Peringatan 200 Tahun Perjanjian Kutai-Belanda 1825: Kontrak 10 Pasal Tanpa Ada Konflik Bersenjata

DISKUSI - Diskusi Publik Peringatan 200 Tahun Perjanjian Kutai-Belanda 1825 di Kampus FKIP Universitas Mulawarman Samarinda, 8 Agustus 2025 / HO to Avnmedia.id
“Sebagai orang Kutai, saya merasa perlu meluruskan sejarah Kutai yang masih simpang siur di tengah masyarakat. Saya dan adik saya memfasilitasi Mas Sarip untuk menulis ulang sejarah ini dengan membuka akses lebih luas ke sumber arsip di ANRI dan sumber lisan dari para sepuh kerabat Sultan Kutai,” jelas Mawar.
Ia juga menyoroti bagaimana perjanjian Kutai-Belanda tahun 1825 bisa menjadi dasar pemikiran kritis bagi pemerintah pusat.
“Dulu, Kesultanan Kutai menjalin kerja sama dengan Belanda dalam bentuk kontrak. Tapi di era NKRI, hasil sumber daya alam Kaltim justru lebih banyak dinikmati di Jakarta. Masyarakat Kaltim sendiri justru banyak yang belum merasakan dampak pembangunan,” tegasnya.

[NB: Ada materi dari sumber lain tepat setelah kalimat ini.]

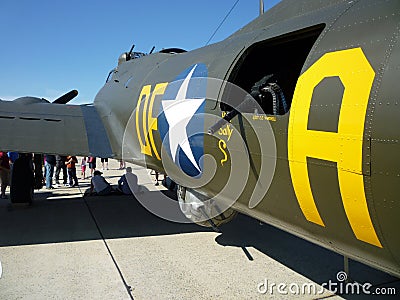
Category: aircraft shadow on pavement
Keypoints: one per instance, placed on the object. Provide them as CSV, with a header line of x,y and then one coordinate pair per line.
x,y
312,261
53,219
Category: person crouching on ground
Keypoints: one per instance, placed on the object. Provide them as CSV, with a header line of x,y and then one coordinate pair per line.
x,y
99,185
127,184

Muhammad Sarip, sejarawan publik, menambahkan bahwa sejarah Kutai dan Kalimantan Timur selama ini kurang mendapat tempat dalam narasi sejarah nasional yang cenderung Jawa-sentris.
“Pemerintah pusat lebih menyoroti peringatan 200 tahun Perang Jawa atau Perang Diponegoro, yang dirayakan meriah di Jakarta selama sebulan penuh, dari 20 Juli sampai 20 Agustus 2025,” jelas Sarip.

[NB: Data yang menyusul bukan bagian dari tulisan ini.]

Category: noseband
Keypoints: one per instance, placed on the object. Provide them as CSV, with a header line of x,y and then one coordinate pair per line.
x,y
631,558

Ia menuturkan, relasi Kutai dan Hindia Belanda diresmikan kali pertama pada 8 Agustus 1825. Saat itu, George Muller sebagai utusan Gubernur Jenderal Hindia Belanda datang ke Tenggarong untuk menandatangani perjanjian dengan Sultan Aji Muhammad Salihuddin.
“Isi perjanjian terdiri dari sepuluh pasal dan dibuat tanpa ada konflik bersenjata sebelumnya. Ini menunjukkan relasi yang tidak dilandasi oleh kekerasan,” terang Sarip.
Aji Muhammad Mirza Wardana menegaskan bahwa isi perjanjian Kutai-Belanda 1825 tidak mencerminkan bentuk penjajahan.